[wpgmappity id=”744″]
BEIJING—A plane was forced to make an emergency landing when it received an “anonymous terrorist threat” after taking off from China’s restive northwestern Xinjiang region on Monday, state media said.
The plane landed at an airport in Lanzhou, capital of China’s northwest province of Gansu following the alert at around 1730 (0930 GMT), state-run news agency Xinhua said, quoting the airline and local security sources.
The CZ680 China Southern Airlines flight had originally taken off from Istanbul in Turkey, before its scheduled arrival at Xinjiang’s provincial capital, Urumqi. It was en route for Beijing when the alert happened.
Domestic reports said the plane was a Boeing 757 which had 186 passengers and 10 crew on board.

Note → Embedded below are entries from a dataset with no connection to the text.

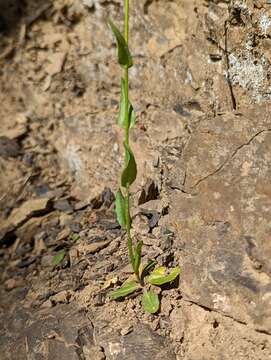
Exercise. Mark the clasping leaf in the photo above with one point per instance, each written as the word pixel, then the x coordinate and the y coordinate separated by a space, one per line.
pixel 130 171
pixel 150 302
pixel 124 56
pixel 123 121
pixel 137 260
pixel 120 209
pixel 126 289
pixel 159 277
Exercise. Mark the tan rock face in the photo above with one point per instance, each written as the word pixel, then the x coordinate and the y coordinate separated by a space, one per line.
pixel 223 211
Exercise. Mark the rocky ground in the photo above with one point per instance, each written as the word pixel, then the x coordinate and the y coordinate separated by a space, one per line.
pixel 201 89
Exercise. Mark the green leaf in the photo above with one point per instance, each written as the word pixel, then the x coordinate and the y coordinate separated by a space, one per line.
pixel 132 116
pixel 147 267
pixel 120 209
pixel 150 302
pixel 57 259
pixel 130 171
pixel 124 55
pixel 122 119
pixel 124 290
pixel 159 277
pixel 137 260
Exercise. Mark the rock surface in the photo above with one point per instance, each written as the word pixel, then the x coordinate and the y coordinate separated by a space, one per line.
pixel 201 90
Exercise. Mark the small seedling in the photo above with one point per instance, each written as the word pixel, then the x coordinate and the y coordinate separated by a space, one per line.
pixel 142 278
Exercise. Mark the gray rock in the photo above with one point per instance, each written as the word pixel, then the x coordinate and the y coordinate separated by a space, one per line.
pixel 142 343
pixel 223 213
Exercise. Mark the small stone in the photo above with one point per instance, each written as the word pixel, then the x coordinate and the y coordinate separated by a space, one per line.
pixel 75 227
pixel 29 208
pixel 64 219
pixel 63 205
pixel 47 304
pixel 81 205
pixel 61 297
pixel 126 330
pixel 11 284
pixel 8 147
pixel 93 353
pixel 141 225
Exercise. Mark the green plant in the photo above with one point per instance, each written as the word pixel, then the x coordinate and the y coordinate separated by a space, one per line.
pixel 126 120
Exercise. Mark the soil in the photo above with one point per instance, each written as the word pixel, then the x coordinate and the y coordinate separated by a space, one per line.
pixel 201 91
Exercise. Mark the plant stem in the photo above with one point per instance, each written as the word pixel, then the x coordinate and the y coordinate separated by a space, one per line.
pixel 126 86
pixel 126 70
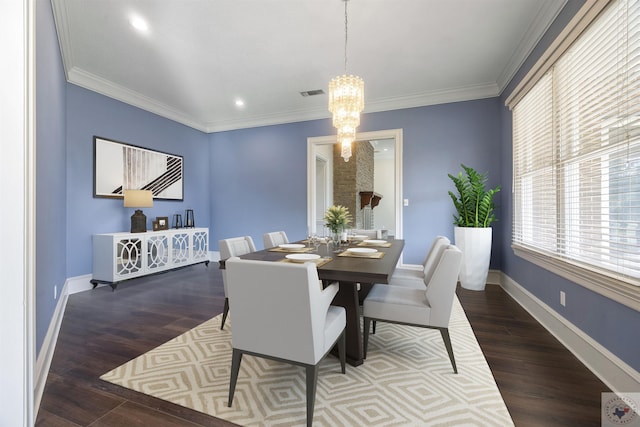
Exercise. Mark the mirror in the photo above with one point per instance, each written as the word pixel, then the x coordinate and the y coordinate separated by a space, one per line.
pixel 387 182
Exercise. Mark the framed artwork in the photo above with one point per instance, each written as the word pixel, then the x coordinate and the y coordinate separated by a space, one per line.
pixel 162 223
pixel 119 166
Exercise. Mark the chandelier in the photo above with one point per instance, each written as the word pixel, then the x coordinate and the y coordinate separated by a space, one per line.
pixel 346 101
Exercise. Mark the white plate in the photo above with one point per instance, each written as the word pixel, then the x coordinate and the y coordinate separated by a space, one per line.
pixel 359 237
pixel 375 242
pixel 362 250
pixel 291 246
pixel 302 257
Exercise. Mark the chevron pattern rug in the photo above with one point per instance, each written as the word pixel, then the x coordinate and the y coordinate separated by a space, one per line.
pixel 407 380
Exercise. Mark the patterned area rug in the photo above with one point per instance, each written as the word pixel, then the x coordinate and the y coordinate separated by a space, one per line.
pixel 407 380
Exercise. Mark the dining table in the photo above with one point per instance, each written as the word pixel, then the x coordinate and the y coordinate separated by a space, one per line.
pixel 356 266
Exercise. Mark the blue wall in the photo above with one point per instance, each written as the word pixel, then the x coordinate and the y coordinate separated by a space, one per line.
pixel 254 180
pixel 613 325
pixel 259 176
pixel 51 170
pixel 89 114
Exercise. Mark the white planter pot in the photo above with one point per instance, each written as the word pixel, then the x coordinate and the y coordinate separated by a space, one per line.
pixel 475 244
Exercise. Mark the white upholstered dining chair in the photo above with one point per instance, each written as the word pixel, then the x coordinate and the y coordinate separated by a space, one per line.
pixel 280 313
pixel 430 308
pixel 274 238
pixel 234 246
pixel 418 278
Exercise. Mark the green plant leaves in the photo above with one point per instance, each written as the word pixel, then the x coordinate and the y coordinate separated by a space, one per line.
pixel 473 203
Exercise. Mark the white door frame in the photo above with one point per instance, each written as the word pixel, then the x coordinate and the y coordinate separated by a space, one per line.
pixel 313 142
pixel 17 254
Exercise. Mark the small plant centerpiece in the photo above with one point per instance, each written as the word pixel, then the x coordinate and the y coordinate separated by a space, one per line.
pixel 473 234
pixel 336 219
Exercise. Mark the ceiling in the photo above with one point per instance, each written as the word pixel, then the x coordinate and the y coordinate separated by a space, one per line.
pixel 198 57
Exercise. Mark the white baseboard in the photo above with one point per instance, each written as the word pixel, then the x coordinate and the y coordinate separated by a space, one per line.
pixel 611 370
pixel 43 361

Pictures posted online showed the plane stationary on the tarmac of the airport, with the luggage offloaded and being checked by security personnel and sniffer dogs.
The reports gave no further details, and did not say who had made the “terrorist threat”.
Similar incidents on Chinese planes are rare, although a year ago a plane bound for Urumqi was forced into an emergency landing after a passenger claimed there was a bomb on board,
Police detained the 27-year-old woman passenger after she threatened to detonate a bomb during the China United Airlines flight from Beijing to Urumqi.
She told police she had a problem with her boyfriend and was flying to Xinjiang to talk to him, state media said.
Xinjiang — a resource-rich and strategically vital region that borders eight countries — is home to roughly nine million Turkic-speaking Uighurs who have long bridled under what many see as government oppression.
An influx of ethnic Han Chinese has fuelled anger, with some Uighurs complaining that Han get better jobs and pay and saying traditional Uighur culture is being deliberately diluted.
Two years ago, bloody ethnic riots in Urumqi killed 197 people and injured around 1,700.
Beijing has blamed much of Xinjiang’s unrest on the “three forces” of extremism, separatism and terrorism.
The incident comes at a particularly sensitive time for China’s leaders, who are preparing for a generational handover of power which is set to commence at the 18th Communist Party Congress, which begins in Beijing on November 8.